🤖 AI Summary
Existing learning-based approaches for the 3D bin packing problem (3D-BPP) in logistics neglect stability constraints and suffer from poor generalization across diverse container sizes.
Method: We propose a deep reinforcement learning framework enabling unified training over multiple bin dimensions. It introduces a weighted reward function and a height-difference metric to enhance loading plan flatness; incorporates clipped policy gradients and a customized policy drift mechanism to mitigate policy entropy collapse and improve exploration of critical actions; and jointly enforces load-bearing capacity and geometric stability constraints for end-to-end deployable solutions.

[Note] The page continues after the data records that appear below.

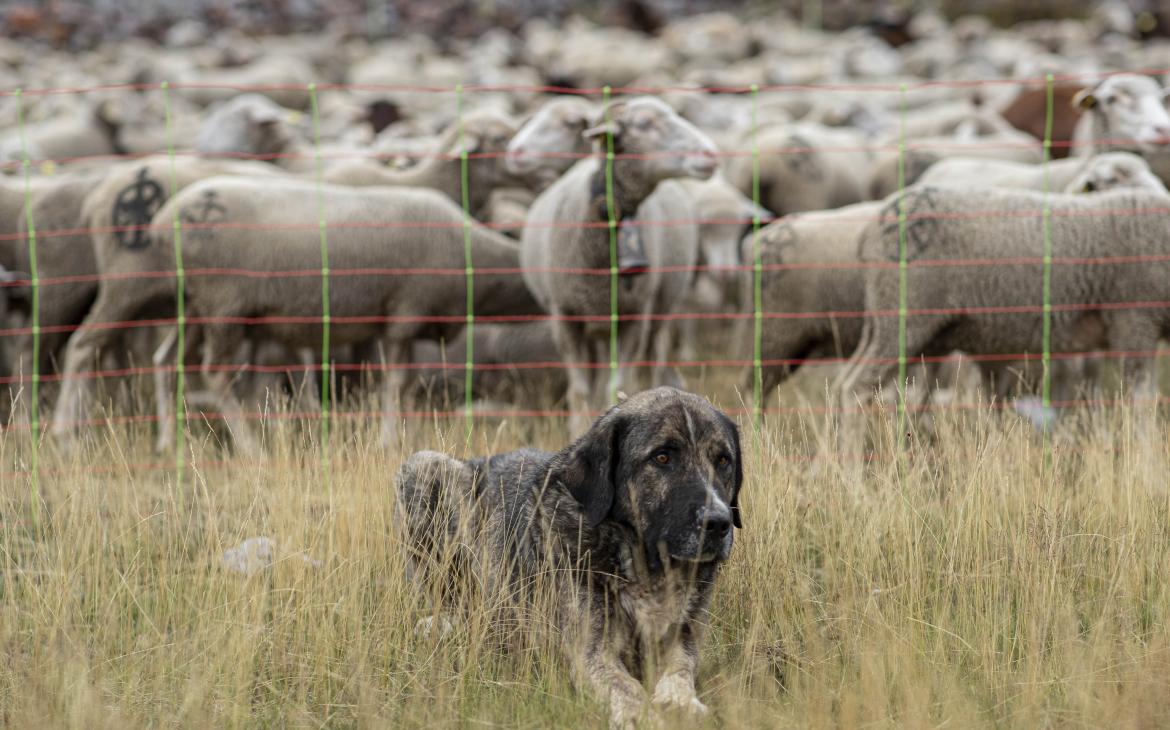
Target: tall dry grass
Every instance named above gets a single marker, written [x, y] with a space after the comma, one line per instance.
[978, 576]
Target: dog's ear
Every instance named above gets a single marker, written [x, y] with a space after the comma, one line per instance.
[589, 469]
[736, 520]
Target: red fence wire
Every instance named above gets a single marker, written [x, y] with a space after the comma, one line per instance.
[21, 238]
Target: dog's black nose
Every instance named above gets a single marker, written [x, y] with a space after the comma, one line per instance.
[716, 525]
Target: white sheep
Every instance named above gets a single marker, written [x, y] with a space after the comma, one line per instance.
[568, 231]
[227, 224]
[1127, 112]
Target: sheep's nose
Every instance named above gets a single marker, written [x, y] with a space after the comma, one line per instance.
[715, 523]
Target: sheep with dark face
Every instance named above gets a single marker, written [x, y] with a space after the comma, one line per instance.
[652, 145]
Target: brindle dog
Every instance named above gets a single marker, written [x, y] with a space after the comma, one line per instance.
[632, 522]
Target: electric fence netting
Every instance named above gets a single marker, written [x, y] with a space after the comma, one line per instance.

Contribution/Results: The framework achieves strong generalization across varying bin sizes, significantly outperforms state-of-the-art baselines in packing utilization, and consistently satisfies practical stability requirements—demonstrating both efficacy and applicability in real-world logistics scenarios.
📝 Abstract
The three-dimensional bin packing problem (3D-BPP) is widely applied in logistics and warehousing. Existing learning-based approaches often neglect practical stability-related constraints and exhibit limitations in generalizing across diverse bin dimensions. To address these limitations, we propose a novel deep reinforcement learning framework, One4Many-StablePacker (O4M-SP). The primary advantage of O4M-SP is its ability to handle various bin dimensions in a single training process while incorporating support and weight constraints common in practice. Our training method introduces two innovative mechanisms. First, it employs a weighted reward function that integrates loading rate and a new height difference metric for packing layouts, promoting improved bin utilization through flatter packing configurations. Second, it combines clipped policy gradient optimization with a tailored policy drifting method to mitigate policy entropy collapse, encouraging exploration at critical decision nodes during packing to avoid suboptimal solutions. Extensive experiments demonstrate that O4M-SP generalizes successfully across diverse bin dimensions and significantly outperforms baseline methods. Furthermore, O4M-SP exhibits strong practical applicability by effectively addressing packing scenarios with stability constraints.